ただのコラム
(この話を題材にする)環境
$ bin/rails -v Rails 5.2.2
TL;DR
- with_indifferent_accessは対象のハッシュのキーをシンボルでも文字列でも対応できるようにするもの
- ただし、両方使えるようにすると懸念が増えるので、
deep_symbolize_keysもしくはdeep_stringify_keysでいずれかに統一するほうがブレなくて良いと思われる。- 同一スコープ内(メソッドの中など)であれば、指定の方法を統一すればいい
- 戻り値でも、メソッドの作り手側が統一をしてあげればいい
前提としてwith_indifferent_accessというメソッドはどういうメソッドか
Hashの拡張機能としてAvtiveSupportが用意しているメソッド
rails/hash_with_indifferent_access.rb at master · rails/rails · GitHub
Hashのキー値をsymbolでも文字列でも取得可能にするもの。
hash = { a: "A", "b" => "B" , c: "C"}
convert_hash = hash.with_indifferent_access
# symbolで設定したものでも、文字列でも取得ができる
pp convert_hash["a"]
# "A"
pp convert_hash[:b]
# "B"
使う際に考えてほしいこと
with_indifferent_access の施されたハッシュを使う際に混乱が生じるポイント
このメソッドを通したほうが、 convert_hash["a"] でも convert_hash[:a] でも 取れるので一見便利だが普通のコードを書く場合は悩ましい部分ができる。

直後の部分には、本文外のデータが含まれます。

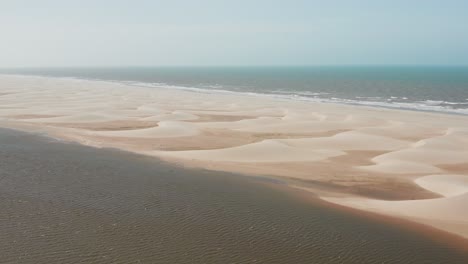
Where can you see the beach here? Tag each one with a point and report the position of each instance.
(405, 164)
(67, 203)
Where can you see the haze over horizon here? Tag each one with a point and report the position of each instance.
(55, 33)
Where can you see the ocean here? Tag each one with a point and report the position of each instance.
(423, 88)
(66, 203)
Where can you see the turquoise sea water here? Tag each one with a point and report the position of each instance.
(428, 88)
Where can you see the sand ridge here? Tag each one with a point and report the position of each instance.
(401, 163)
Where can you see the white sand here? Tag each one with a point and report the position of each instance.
(348, 149)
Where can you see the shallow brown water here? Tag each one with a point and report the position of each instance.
(63, 203)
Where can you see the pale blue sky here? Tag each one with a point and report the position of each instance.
(237, 32)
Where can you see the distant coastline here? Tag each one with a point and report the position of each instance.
(420, 88)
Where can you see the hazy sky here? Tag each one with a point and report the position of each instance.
(235, 32)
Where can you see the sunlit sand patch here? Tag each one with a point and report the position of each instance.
(360, 157)
(115, 125)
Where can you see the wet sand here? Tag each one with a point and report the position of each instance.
(66, 203)
(384, 161)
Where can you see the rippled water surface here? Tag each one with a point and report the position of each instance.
(426, 88)
(62, 203)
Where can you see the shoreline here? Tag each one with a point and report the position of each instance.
(267, 96)
(237, 140)
(120, 206)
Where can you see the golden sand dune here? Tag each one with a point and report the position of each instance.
(407, 164)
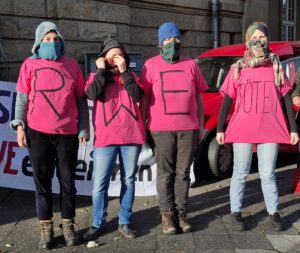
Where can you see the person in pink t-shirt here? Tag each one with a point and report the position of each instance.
(119, 131)
(257, 84)
(172, 109)
(51, 119)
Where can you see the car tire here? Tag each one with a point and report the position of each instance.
(220, 159)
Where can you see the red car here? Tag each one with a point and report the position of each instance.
(215, 65)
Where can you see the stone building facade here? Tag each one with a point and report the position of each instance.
(84, 23)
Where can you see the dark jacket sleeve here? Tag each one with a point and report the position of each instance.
(130, 85)
(227, 101)
(96, 89)
(290, 113)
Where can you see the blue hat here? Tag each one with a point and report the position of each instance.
(167, 30)
(42, 29)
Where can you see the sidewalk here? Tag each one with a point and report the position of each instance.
(209, 214)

- このハッシュに内容をセットする側はsymbolで設定すべきか、文字列で設定すべきか悩んでしまう。
- 取り出す際もsymbolと文字列でどっちつかずになる可能性があり、取り出し記述の一貫性が失われる。
ただこの2つの観点はスコープ内でどっちの形式かに寄せてしまえばいいので deep_symbolize_keys もしくは deep_stringify_keys を使ってどちらかに全て変えてしまえば憂いはなくなる。そうなった場合に with_indifferent_access を使うケースは何があるかと考えると思い浮かぶのは「メソッドの戻り値などでシンボルでも文字列でも扱えるように with_indifferent_access を施す」というケースが考えられる。
ただその場合でもメソッドの作り手側がある程度どう使われて欲しいかが決めたほうが利用者側も悩まなくて済むので、あまり積極的に使う場面は思いつかない。
いまだと deep_****_key でどちらかに寄せてあげればよさそう
こう考えていくと with_indifferent_access が強く切望されるケースは少なめなため、deep_****_key で揃えるほうが処理実態もその変換後の受け取る側もシンプルに考えることができるため、「その with_indifferent_access はなんでしたいのか」を考えたほうが良さそう。